French police continued a manhunt today for a gunman who opened fire at a Jewish school in the southwestern city of Toulouse on Monday, killing three children and an adult. New evidence suggests the shooter may have filmed his attack (WSJ), French Interior Minister Claude Guéant said. Police are investigating a potential link between the incident and two similar attacks on soldiers in the area that left three dead last week. A .45-caliber gun was reportedly used in all three attacks. Officials said the suspect was "cold blooded" and anti-Semitic, but suggested his larger motives were still unclear.
"All of those who have been shot or killed in and around the city in the past eight days have had one thing in common. They are from visible minorities. They had names or faces that marked them out as not being descended, as Jean-Marie Le Pen would say, from 'our ancestors the Gauls.' Their roots--both Jewish and Muslim--were in the Maghreb or the Caribbean," writes Fiachra Gibbons for the Guardian.

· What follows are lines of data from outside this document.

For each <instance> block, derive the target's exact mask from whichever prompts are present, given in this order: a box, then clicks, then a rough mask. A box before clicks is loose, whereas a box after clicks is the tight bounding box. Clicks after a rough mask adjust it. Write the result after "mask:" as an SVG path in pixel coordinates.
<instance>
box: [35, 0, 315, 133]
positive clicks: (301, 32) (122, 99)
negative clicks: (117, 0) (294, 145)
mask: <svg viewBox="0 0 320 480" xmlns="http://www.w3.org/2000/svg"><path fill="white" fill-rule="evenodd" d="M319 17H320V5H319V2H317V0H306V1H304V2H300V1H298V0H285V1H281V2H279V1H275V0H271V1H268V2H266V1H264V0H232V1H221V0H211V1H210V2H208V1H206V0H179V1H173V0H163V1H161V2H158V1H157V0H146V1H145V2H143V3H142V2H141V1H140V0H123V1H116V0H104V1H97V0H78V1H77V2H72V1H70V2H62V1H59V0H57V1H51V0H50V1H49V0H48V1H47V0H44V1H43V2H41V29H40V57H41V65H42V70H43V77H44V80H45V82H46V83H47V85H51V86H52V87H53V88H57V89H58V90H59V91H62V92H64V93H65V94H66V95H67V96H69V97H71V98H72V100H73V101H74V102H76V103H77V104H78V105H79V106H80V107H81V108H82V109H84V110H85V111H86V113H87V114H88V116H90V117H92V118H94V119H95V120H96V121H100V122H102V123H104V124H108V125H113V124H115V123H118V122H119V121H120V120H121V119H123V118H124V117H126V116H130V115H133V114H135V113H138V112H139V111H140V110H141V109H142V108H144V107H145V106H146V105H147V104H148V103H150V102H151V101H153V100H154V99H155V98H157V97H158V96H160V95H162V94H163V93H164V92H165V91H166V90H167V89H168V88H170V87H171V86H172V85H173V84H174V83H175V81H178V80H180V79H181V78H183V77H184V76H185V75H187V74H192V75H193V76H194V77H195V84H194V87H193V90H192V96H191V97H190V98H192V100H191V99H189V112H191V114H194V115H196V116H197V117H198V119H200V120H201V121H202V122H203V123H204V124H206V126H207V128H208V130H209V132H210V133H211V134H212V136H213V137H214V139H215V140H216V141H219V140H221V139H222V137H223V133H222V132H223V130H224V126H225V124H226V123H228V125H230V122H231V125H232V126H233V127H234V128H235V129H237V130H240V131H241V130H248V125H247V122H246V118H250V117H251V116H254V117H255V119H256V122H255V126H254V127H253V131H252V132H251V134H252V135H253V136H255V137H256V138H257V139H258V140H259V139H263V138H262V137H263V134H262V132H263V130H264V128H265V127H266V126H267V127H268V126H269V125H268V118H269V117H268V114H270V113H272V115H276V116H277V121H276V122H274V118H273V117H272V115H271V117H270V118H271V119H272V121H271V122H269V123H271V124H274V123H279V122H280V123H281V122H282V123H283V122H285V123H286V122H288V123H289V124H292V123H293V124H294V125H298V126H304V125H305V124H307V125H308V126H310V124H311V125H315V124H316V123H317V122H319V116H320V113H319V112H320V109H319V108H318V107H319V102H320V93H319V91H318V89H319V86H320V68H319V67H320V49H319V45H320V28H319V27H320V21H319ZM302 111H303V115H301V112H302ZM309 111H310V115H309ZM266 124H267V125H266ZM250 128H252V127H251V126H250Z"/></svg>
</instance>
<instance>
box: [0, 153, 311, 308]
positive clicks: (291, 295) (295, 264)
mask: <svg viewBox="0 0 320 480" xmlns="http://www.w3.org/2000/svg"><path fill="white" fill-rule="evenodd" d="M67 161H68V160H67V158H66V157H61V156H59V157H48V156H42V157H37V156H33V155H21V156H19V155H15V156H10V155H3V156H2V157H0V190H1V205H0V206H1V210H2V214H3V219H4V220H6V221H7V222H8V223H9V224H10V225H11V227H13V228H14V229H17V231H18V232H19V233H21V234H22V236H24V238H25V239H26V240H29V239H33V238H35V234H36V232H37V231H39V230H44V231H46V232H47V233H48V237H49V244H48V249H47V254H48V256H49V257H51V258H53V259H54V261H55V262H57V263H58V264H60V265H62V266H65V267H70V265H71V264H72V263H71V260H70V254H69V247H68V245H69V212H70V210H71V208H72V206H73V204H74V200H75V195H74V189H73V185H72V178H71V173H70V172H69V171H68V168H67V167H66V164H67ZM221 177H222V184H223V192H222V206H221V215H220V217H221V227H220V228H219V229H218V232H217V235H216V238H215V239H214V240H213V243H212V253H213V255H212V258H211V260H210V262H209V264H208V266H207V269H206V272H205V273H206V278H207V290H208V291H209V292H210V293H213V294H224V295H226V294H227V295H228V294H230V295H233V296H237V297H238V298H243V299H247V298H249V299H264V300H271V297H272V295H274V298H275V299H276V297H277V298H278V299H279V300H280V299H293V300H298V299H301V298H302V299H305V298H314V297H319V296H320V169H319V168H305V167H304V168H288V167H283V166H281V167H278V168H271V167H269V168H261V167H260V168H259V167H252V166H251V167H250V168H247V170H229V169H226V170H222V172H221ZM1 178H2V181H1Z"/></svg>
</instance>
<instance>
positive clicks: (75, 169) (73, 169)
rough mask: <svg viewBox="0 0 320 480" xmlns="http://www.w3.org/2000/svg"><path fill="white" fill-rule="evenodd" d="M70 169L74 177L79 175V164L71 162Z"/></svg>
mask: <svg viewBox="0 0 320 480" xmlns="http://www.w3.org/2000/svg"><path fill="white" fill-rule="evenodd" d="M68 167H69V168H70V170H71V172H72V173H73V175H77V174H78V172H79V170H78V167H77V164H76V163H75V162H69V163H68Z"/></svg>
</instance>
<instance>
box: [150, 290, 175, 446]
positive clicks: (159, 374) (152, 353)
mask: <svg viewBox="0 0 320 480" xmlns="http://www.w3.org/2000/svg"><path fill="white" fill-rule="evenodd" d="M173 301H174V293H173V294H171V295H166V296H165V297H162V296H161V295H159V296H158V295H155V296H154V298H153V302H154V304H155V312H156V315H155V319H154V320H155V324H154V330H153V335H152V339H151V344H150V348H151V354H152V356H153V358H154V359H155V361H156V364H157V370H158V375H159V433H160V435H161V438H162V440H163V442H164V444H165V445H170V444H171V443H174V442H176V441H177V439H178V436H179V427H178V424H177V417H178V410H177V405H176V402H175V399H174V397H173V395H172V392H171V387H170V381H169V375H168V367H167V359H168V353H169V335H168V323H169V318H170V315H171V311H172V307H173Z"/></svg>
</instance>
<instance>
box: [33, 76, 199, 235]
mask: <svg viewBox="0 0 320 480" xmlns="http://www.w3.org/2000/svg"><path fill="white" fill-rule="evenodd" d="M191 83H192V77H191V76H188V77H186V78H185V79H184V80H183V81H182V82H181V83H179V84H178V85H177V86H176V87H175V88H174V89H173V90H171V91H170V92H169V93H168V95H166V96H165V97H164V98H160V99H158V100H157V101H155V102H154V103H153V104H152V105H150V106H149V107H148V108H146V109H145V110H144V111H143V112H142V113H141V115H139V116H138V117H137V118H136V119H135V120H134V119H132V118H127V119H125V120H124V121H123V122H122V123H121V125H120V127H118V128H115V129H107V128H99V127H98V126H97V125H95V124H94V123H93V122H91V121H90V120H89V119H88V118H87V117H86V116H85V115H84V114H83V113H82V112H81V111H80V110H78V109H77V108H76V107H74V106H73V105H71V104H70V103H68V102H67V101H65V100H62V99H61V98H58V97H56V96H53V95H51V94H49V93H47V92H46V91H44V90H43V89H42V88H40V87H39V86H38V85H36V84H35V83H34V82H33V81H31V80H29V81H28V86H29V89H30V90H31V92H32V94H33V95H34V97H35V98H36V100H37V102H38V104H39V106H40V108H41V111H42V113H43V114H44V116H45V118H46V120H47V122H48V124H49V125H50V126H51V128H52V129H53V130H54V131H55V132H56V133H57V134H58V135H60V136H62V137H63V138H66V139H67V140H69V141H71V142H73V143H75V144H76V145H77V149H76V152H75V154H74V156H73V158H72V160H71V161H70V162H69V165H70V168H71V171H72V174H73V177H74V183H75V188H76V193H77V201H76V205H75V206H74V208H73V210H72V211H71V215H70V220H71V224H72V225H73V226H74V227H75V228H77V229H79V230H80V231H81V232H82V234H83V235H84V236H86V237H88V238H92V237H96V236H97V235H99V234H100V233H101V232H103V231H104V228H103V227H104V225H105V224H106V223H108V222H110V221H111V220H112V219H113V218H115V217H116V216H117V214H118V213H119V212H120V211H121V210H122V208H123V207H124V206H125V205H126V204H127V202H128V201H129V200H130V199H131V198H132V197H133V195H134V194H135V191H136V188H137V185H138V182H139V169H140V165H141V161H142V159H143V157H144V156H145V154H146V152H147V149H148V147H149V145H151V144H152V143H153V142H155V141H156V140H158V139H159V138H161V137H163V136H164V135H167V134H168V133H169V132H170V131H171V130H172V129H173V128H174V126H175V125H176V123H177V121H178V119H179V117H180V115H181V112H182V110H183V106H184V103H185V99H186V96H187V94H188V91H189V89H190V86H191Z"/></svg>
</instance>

"Prior to the Jewish school attack, anti-racism groups had been pointing to what they saw as the troubling xenophobic, anti-Muslim, and perhaps even anti-Semitic subtext of the presidential campaigns by the far-right National Front party as well as Sarkozy's 'respectable right' ruling party. Both have criticized Muslims--and, to a lesser extent, Jews--during the controversy over halal and kosher meat," writes Eric Pape for Foreign Policy.
"Until the motivation behind the attacks is known this incident also seems likely to reignite a discussion in Europe more broadly. Though the victims in this case are less numerous, this incident comes in the same year-long period that saw Anders Breivik's attack on the government buildings in Oslo and the Workers' Youth League camp, as well as the uncovering of the neo-Nazi terrorist cell in Germany," writes Heather Horn for the Atlantic.
North Korea to Allow Visit by UN Inspectors
North Korea invited inspectors with the UN's International Atomic Energy Agency to visit the country as part of an effort to implement a deal with the United States (BBC) to suspend its nuclear weapons program. However, Pyongyang last week announced a rocket launch for next month, a move the United States called "highly provocative."
A Pakistani parliamentary commission called on the United States to issue an "unconditional apology" over a NATO strike (Dawn) along the border with Afghanistan that killed twenty-four Pakistani soldiers late last year. The commission also insisted on the cessation of U.S. drone strikes inside Pakistan.
Pakistan's stability is of great consequence to regional and international security. Examine the roots of its challenges, what it means for the region and the world, and explore some plausible futures for the country with this CFR Crisis Guide.
Insurgents set off a coordinated series of car bombs and improvised explosive devices across Iraq today, killing at least thirty-six people (WaPo), a week ahead of an Arab League summit to be held in Baghdad.
ISRAEL: A classified U.S. war simulation held this month indicated that an Israeli attack on Iran's nuclear facilities (NYT) would lead to a wider regional war that could draw in the United States, U.S. officials said.
RealClearPolitics' Erin McPike notes that recent remarks by Romney and Santorum on the economy "suggest that the candidates are in a bit of a bind: They seem uncertain how to tailor their messages on improving key economic indicators as they challenge an incumbent president who is leading the recovery--albeit a slow one."